Rainer Forst, politischer Philosoph und Direktor des Kooperationspartners Forschungsverbund "Normative Orders", nannte die Paulskirche Ort historischer "Hoffnungen und Niederlagen". Angesichts der Gefahr autoritärer Aushöhlung der Demokratie kam er zu dem Schluss: "Wir sind Zeitgenossen der 1848er." Für diese sei die Einheit der Nation eine Voraussetzung gewesen, republikanische Verhältnisse zu schaffen. Heute sei der Nationalismus der Feind der Demokratie. Das Ethos der Demokratie müsse lebendig gehalten werden.
Aber wo? Das fragte Forsts Geschäftsführerin Rebecca Schmidt als Moderatorin der Diskussion zwischen der Politikwissenschaftlerin Brigitte Geißel, dem Architekturhistoriker Carsten Ruhl, beide von der Goethe-Uni, sowie Schmal und Feldmann. Fast wichtiger als das Demokratiezentrum schien für Ruhl die Anrede als "Architekturwissenschaftler" zu sein, womit er seinen Kollegen Schmal bestätigte, der moniert hatte, man denke zu wenig ans große Ganze.
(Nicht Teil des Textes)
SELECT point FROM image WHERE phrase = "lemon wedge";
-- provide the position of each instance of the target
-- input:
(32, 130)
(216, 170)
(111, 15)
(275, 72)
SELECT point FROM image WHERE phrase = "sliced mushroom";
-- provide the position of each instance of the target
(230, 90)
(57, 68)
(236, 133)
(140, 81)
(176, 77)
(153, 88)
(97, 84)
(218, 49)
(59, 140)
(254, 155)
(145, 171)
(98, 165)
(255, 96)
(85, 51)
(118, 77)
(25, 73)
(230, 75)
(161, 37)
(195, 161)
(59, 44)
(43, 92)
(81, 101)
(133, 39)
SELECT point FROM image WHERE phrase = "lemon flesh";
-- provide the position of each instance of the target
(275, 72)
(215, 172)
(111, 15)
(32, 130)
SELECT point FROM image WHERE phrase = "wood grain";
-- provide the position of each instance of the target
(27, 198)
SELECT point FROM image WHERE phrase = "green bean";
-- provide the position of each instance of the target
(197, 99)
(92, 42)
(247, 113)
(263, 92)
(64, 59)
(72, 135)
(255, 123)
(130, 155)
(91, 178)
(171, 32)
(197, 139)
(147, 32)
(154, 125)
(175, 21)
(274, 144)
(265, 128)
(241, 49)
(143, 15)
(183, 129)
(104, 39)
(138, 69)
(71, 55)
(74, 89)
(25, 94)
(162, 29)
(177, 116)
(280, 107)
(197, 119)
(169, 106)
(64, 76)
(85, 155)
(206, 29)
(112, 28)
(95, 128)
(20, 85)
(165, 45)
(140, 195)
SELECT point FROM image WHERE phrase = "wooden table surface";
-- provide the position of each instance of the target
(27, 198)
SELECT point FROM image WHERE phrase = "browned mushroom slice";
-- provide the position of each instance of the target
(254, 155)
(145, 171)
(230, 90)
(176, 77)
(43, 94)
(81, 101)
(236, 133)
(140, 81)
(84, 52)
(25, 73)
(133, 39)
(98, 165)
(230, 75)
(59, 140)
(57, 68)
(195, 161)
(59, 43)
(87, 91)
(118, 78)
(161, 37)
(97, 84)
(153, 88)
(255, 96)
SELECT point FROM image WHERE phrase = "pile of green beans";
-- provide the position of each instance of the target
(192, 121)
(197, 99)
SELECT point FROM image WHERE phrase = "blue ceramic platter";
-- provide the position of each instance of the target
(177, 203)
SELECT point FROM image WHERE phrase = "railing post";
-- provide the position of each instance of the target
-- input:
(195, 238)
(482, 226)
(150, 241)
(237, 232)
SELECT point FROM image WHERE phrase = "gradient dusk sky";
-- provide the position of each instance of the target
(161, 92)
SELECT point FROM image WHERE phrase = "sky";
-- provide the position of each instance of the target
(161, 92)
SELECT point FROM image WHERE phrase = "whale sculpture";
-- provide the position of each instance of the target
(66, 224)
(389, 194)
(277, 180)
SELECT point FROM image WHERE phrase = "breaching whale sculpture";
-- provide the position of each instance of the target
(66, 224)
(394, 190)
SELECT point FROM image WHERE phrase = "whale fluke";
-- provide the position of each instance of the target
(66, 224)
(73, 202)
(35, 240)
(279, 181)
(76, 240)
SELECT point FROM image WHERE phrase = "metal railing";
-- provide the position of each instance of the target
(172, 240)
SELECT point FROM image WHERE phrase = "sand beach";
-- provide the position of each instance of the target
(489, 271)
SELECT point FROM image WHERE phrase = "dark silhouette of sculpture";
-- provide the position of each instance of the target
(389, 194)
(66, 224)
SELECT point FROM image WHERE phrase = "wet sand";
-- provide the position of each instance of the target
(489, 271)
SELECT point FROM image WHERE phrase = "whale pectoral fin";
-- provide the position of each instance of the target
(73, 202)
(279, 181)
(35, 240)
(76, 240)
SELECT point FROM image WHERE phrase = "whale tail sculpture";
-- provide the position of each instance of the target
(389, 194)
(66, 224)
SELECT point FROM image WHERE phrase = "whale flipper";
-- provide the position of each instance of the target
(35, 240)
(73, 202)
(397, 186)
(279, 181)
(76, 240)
Feldmann machte einen Formulierungsvorschlag: "Für sich in Verantwortung für die anderen mit." Er wolle nicht mehr über Steine, Heizung oder Akustik reden, sondern über den politischen Prozess. Kaum war der Oberbürgermeister zum nächsten Termin geeilt, äußerte Schmal, dieser Prozess werde so lange dauern, dass Feldmann das Demokratiezentrum nicht mehr eröffnen könne; vielleicht werde es 2027 fertig.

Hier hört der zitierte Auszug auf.